You can give a meta-probability if you want. However, this makes no difference in your final result. If you are 50% certain that a box has a diamond in it with 20% probability, and you are 50% certain that it has a diamond with 30% probability, then you are 50% sure that it has an expected value of 0.2 diamonds and 50% sure that it has an expected value of 0.3 diamonds, so it has an expected expected value of 0.25 diamonds. Why not just be 25% sure from the beginning?

Supposedly, David gave an example of meta-probability being necessary in the earlier post her references. However, using conditional probabilities give you the right answer. There is a difference between a gambling machine having independent 50% chances of giving out two coins when you put in one, and one that has a 50% chance the first time, but has a 100% chance of giving out two coins the nth time given that it did the first time and a 0% chance given it did not. Since there are times where you need conditional probabilities and meta-probabilities won't suffice, you need to have conditional probabilities anyway, so why bother with meta-probabilities?

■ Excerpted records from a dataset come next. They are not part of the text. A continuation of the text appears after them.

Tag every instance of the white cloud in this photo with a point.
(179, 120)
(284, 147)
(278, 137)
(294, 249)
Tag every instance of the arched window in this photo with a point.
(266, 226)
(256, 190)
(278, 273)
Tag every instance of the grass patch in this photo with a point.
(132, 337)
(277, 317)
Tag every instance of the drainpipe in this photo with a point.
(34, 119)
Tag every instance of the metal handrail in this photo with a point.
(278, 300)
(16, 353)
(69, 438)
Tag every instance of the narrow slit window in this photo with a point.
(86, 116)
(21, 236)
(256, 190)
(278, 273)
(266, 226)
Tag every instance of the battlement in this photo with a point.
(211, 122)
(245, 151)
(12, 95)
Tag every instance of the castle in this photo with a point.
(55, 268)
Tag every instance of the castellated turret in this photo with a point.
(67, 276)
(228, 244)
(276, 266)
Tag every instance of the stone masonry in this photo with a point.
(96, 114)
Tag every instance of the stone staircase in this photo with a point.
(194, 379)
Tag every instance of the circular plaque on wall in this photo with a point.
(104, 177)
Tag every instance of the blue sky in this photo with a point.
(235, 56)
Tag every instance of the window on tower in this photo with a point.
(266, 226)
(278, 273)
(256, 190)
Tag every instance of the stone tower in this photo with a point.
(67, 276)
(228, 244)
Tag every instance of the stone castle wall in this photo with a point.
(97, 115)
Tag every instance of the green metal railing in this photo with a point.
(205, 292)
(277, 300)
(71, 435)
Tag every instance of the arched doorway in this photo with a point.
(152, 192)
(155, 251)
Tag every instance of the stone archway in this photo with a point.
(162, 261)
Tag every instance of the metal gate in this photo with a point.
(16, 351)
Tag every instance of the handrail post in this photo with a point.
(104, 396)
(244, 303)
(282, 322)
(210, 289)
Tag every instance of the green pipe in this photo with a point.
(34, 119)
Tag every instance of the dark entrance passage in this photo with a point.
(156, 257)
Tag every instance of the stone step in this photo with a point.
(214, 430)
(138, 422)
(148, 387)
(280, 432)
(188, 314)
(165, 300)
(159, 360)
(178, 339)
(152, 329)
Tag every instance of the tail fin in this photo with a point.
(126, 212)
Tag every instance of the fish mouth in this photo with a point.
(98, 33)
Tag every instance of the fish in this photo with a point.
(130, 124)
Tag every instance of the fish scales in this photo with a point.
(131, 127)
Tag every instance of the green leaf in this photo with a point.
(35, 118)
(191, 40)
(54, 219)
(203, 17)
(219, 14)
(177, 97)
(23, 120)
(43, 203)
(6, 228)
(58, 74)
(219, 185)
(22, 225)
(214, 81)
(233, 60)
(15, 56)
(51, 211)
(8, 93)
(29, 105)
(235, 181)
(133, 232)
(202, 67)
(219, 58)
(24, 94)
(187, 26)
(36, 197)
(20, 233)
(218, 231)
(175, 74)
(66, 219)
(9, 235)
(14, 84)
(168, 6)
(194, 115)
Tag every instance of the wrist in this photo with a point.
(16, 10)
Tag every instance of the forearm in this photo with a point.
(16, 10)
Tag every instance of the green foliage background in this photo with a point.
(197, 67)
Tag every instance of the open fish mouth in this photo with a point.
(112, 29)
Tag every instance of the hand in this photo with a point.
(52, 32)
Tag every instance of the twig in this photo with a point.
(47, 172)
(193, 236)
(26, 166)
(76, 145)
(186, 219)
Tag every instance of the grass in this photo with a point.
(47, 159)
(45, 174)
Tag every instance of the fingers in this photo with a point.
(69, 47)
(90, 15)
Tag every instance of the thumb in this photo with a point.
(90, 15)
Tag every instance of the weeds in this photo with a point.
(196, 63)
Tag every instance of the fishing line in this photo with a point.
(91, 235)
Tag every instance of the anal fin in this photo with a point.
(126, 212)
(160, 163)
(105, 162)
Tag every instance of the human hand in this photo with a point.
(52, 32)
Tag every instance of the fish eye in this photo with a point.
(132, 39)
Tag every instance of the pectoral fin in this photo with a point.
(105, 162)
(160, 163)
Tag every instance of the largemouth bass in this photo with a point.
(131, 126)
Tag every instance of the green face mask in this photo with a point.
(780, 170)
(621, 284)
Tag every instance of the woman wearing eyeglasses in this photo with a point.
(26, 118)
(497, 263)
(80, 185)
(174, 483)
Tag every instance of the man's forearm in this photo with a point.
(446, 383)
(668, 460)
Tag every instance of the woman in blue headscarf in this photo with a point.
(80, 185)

That's not to say that meta-probabilities can't be useful. If the probability of A depends on B, and all you care about is A, meta-probabilities will model this perfectly, and will be much simpler to use than conditional probabilities. A good example of a successful use of meta-probabilities is Student's t-test, which can be thought of as a distribution of normal distributions, in which the standard deviation itself has a probability distribution.